Les clients viennent nous voir parce qu’ils veulent la
meilleure
campagne pour leur film. Notre philosophie est de posséder
le matériel
apte à répondre aux différents
besoins, authoring DVD bien sûr, 3D mais
aussi montage. Nous avons été dans les premiers
à avoir DS. Nous avons
aussi un studio son, avec Dolby, DTS et une licence THX. En 3D, nous
avons commencé il y a trois ans avec Softimage, puis nous
avons basculé
entièrement sur Lightwave.
Nous avons besoin d’un temps de réponse
très rapide, aussi nous nous
équipons chaque année du bi-processeur
dernière génération, le plus
performant. Pendant longtemps, notre fournisseur était
Intergraph,
maintenant nous travaillons avec DELL, qui nous configure des stations
stables, bien fignolées. L’obsolescence est
rapide, pour être le plus
productif, les machines ne sont jamais assez rapides. Par ailleurs,
nous n’avons pas de renderfarm, ce sont les stations qui nous
servent
pour les calculs. Les cartes graphiques sont des Wildcat.
Côté écrans,
nous avons des 20 à 21 pouces, cathodiques.
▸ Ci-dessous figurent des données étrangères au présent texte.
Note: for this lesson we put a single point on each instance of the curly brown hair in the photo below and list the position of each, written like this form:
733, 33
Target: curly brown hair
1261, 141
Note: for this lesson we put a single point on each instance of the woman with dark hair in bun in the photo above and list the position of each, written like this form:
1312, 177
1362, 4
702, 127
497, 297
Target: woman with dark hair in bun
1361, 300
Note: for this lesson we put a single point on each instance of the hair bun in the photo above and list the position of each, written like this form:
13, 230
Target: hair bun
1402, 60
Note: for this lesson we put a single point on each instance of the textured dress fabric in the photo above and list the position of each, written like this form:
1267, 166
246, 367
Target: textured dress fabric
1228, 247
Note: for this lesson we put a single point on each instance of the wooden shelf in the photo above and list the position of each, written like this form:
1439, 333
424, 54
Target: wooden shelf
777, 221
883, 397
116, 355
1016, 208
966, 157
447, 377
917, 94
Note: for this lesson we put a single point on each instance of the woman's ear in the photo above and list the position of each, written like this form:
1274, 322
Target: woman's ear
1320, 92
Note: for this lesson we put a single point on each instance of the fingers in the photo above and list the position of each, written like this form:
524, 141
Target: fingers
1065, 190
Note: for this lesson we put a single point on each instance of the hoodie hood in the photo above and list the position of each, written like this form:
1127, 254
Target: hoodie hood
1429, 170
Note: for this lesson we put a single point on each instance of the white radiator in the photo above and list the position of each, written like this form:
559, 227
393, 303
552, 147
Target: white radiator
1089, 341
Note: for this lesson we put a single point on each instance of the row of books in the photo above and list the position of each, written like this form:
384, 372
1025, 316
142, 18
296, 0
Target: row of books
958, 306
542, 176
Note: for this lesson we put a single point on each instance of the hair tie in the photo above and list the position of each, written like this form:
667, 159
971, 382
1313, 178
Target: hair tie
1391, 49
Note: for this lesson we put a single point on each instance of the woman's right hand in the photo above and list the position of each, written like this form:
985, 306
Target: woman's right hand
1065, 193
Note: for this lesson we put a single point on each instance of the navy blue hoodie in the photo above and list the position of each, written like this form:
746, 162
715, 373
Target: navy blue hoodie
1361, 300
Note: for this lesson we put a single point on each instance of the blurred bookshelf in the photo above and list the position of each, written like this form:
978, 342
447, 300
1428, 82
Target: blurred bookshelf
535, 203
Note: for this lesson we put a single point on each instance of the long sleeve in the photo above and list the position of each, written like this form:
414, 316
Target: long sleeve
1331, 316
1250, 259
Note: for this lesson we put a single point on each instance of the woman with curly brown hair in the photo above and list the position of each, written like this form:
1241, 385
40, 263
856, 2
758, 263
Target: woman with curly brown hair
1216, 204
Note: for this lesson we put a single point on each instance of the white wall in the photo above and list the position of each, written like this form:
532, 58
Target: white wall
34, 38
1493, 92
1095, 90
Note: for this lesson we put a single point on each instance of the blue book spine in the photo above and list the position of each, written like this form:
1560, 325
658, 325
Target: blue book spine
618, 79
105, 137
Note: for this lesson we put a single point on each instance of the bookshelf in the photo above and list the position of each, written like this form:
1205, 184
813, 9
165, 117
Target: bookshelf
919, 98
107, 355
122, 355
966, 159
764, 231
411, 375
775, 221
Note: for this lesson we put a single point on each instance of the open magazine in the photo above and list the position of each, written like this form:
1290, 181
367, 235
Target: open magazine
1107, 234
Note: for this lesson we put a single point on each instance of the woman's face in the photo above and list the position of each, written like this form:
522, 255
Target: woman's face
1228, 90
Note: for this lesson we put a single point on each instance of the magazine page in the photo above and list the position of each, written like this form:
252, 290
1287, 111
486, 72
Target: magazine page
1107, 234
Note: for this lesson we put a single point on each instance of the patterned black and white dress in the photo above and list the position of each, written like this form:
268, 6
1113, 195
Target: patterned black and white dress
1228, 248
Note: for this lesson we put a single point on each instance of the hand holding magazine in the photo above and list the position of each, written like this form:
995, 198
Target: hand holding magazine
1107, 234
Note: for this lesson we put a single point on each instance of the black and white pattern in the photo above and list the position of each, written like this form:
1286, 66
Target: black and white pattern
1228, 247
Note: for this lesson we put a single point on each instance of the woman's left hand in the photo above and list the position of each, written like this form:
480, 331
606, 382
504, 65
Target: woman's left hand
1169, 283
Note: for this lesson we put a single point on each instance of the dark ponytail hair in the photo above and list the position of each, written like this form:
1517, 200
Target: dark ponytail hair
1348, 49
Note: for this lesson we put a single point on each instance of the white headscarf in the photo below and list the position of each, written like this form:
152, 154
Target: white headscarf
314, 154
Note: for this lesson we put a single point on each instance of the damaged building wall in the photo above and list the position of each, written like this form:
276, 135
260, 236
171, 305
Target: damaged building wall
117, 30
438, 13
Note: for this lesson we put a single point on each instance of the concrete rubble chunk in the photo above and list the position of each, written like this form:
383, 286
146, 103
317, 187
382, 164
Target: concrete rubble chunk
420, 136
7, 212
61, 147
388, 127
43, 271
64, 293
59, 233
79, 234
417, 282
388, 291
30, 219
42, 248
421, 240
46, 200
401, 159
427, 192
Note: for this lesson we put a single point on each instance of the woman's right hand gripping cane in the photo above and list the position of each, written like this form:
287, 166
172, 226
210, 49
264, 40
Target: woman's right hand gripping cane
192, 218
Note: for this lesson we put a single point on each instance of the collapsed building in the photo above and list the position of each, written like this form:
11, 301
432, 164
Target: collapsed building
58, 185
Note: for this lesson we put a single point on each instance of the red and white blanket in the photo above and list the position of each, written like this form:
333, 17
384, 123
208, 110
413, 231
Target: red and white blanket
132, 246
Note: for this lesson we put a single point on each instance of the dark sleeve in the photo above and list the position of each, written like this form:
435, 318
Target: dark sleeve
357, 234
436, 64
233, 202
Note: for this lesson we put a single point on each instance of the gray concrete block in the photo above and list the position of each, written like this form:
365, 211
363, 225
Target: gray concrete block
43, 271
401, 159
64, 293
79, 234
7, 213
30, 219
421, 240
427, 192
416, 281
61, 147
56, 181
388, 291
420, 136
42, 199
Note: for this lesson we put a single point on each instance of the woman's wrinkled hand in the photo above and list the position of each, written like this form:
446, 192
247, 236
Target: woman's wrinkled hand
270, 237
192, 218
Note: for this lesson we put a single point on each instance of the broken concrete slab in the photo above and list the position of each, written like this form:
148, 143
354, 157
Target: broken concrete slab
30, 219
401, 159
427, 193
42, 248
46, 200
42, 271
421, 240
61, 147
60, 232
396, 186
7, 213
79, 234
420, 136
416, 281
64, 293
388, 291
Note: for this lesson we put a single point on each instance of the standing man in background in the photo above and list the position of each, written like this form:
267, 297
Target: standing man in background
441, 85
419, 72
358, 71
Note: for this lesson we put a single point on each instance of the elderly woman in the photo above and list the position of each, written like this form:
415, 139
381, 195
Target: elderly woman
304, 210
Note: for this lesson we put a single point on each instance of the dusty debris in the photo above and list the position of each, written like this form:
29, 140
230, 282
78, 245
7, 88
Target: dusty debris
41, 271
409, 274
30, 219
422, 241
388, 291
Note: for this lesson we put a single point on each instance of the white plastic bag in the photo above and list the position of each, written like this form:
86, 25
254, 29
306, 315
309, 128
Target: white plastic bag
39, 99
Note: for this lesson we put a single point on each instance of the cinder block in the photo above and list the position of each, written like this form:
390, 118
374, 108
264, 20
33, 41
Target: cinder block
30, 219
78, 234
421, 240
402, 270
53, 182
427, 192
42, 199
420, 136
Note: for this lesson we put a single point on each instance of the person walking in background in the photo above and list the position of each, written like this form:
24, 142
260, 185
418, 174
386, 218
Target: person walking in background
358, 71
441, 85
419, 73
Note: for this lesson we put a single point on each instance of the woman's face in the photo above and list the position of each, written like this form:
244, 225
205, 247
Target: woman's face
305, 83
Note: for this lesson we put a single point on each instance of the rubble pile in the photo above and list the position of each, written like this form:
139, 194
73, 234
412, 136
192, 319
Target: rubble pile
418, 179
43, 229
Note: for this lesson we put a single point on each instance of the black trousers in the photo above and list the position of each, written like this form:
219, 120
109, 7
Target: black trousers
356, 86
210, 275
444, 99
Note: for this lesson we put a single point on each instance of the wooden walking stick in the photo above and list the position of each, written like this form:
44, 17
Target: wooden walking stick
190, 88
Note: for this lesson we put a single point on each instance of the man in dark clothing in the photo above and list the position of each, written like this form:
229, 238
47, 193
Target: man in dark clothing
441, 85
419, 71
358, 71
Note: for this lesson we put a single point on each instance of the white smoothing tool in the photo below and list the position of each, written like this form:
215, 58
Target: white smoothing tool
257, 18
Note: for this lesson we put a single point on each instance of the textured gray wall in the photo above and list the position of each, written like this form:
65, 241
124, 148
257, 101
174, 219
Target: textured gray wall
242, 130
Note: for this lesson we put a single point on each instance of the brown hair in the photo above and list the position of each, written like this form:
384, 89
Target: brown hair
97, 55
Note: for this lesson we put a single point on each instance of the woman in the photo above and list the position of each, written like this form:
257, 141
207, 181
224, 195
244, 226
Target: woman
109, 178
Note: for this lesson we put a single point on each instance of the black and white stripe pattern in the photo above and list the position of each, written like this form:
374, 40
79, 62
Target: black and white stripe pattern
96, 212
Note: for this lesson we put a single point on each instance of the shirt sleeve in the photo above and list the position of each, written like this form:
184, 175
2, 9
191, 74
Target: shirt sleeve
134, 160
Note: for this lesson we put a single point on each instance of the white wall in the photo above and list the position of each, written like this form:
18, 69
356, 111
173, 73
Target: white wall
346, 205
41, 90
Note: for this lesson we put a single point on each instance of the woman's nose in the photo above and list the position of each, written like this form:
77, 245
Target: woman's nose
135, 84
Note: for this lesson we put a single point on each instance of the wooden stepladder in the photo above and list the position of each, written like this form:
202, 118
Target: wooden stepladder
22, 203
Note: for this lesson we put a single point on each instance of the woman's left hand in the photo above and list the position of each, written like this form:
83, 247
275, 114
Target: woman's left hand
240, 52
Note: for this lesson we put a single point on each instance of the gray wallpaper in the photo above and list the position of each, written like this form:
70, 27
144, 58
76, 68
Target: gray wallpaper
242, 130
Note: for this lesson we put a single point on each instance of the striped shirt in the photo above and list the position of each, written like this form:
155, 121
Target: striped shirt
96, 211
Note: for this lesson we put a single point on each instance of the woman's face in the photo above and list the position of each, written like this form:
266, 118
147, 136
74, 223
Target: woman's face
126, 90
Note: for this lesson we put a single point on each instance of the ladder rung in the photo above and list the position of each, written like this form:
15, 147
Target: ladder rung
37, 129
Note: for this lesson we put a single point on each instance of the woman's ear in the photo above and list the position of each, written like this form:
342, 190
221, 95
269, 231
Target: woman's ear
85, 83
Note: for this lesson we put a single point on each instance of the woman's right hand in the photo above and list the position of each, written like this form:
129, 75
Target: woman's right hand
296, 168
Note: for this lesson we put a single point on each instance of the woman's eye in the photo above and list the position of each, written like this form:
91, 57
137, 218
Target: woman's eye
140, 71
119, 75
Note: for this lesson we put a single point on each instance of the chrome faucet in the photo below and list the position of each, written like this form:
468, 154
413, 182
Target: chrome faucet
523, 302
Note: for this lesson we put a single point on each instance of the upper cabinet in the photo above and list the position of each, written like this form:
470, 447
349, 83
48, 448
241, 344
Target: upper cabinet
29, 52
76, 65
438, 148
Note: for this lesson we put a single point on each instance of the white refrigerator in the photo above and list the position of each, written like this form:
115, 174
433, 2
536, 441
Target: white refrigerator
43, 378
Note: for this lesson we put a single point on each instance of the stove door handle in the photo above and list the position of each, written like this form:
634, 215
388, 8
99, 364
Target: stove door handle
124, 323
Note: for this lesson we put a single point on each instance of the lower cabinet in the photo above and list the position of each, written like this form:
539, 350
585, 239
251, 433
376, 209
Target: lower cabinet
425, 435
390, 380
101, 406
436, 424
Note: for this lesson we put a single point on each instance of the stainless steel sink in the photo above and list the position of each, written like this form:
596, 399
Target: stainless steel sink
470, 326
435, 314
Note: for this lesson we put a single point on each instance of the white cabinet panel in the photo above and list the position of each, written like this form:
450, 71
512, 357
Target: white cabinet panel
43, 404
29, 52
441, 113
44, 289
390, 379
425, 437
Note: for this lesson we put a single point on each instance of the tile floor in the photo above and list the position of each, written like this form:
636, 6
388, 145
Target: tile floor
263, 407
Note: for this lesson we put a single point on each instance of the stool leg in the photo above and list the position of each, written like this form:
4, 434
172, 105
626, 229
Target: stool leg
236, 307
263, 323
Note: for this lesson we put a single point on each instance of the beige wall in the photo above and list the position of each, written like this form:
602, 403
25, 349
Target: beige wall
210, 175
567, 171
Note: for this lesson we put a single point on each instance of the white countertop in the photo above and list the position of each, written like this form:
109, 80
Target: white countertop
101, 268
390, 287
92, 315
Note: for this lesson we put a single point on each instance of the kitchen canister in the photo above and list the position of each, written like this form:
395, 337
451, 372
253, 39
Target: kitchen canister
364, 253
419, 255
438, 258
Mais nous allons
certainement changer tous les écrans pour des
écrans plats, qui nous
feraient gagner de la place.
Vous
possédez aussi un bras à retour
d’effort ?
Nous nous sommes équipés d’un bras
Phantom, avec FreeForm, pour la
création de personnages et plus
généralement de formes organiques.
C’est un outil super intuitif, nous prenons un vrai plaisir
ludique à
l’utiliser. Il nous permet d’être
très réactif et de pouvoir proposer
des designs de nouveaux personnages à nos clients
très rapidement.
Actuellement, nous sous-traitons le prototypage rapide de nos
modèles
créés, mais il est prévu
d’acquérir une solution en interne, qui a
été
retardée dans l’attente de
l’agrandissement de nos locaux.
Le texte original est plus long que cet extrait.